Statistical Machine Learning
This course complements the Master's curriculum with models, methods and concepts mainly from the realm of machine learning. We will study intermediate to advanced models (e.g. trees, neural networks, ensembles), discuss alternative feature representations (adaptive basis functions) and strategies to ensure generalization (e.g. validation, regularization).
Participants are required to bring working knowledge in R or the willingness and effort to obtain that on the side. If you feel not comfortable with R, you may join the Bachelor module "Data Science I" in the first month of the winter semester to catch up (no credit).
Course Structure
This is a hands-on course: A weekly lecture is complemented by a weekly R Tutorial that we use to discuss, implement and practice the current topic.
Content
The course content is designed to complement the mandatory classes in empirical economics:
- We start with empirical loss minimization and introduce the notion of variance.
- Models beyond the linear model are introduced: tree models, adaptive basis functions, neural networks. We have some flexibility here and may include other models of interest.
- We develop the notion of generalization in machine learning based on the B-V tradeoff and juxtapose generalization it with the econometrics/causal inference view that you are familiar with. Different strategies to investigate or achieve generalization (e.g. validation, information criteria, regularization) will be introduced.
- Ensemble methods that aim to deal with B-V problems are introduced.
- We reconcile the desire for causal inference in economics (and other fields) with the powerful, predictive models taught in this class under the umbrella of Double Machine Learning.
- Depending on time, we may look at strategies to deal with high-dimensional data via e.g. principle component analysis or variable clustering.

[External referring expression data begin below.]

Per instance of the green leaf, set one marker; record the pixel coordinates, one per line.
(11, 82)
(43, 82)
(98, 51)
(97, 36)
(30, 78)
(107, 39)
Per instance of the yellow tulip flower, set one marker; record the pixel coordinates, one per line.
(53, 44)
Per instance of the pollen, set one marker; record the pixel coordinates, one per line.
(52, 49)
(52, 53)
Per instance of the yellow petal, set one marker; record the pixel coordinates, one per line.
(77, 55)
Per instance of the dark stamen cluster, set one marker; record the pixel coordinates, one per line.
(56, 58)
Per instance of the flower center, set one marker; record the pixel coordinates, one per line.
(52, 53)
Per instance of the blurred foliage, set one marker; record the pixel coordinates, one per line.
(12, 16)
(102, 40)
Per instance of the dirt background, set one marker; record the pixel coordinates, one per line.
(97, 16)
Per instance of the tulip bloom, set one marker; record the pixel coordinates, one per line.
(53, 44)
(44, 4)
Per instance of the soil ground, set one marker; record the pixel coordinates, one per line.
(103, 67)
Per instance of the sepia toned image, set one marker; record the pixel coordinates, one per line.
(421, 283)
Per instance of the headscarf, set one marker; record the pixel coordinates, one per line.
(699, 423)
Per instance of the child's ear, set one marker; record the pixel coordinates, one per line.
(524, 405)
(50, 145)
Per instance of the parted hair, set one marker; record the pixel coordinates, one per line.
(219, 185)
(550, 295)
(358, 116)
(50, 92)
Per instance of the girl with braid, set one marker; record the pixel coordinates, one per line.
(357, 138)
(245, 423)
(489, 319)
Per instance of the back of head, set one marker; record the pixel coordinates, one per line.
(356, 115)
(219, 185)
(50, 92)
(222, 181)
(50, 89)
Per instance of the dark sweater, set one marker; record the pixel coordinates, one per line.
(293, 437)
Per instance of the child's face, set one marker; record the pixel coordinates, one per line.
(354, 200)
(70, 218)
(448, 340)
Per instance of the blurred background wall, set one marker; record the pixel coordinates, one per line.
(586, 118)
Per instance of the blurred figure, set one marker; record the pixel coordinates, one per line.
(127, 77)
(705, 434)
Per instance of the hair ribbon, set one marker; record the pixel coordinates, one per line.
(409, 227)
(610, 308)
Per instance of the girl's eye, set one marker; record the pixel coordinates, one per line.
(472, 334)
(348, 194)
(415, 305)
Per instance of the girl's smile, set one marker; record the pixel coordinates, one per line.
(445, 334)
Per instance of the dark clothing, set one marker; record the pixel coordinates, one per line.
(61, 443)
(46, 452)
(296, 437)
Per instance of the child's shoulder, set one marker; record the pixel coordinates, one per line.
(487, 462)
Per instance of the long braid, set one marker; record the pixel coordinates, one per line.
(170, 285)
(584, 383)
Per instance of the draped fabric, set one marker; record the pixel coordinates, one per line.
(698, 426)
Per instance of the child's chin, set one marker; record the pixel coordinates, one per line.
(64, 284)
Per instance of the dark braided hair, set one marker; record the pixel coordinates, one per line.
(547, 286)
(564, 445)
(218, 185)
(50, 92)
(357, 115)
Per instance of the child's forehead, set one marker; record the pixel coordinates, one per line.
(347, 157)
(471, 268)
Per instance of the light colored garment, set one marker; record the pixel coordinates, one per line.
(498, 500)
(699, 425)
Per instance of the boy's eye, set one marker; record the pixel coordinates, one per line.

| Week 1 | Empirical Loss Minimization |
| Week 2 | Tree models |
| Week 3 | Adaptive Basis Functions |
| Week 4 | Neural Networks |
| Week 5 | Neural Networks |
| Week 6 | Generalization |
| Week 7 | Generalization |
| Week 8 | Model Selection |
| Week 9 | Ensembles: Bagging |
| Week 10 | Ensembles: Boosting |
| Week 11 | Double Machine Learning |
| Week 12 | Double Machine Learning |
| Week 13 | (PCA) |
| Week 14 | (Clustering) |
| Week 15 | Lab Sessions |
Coursework
Currently, both a project and a presentation are due at the end of the semester. Details will be announced in class.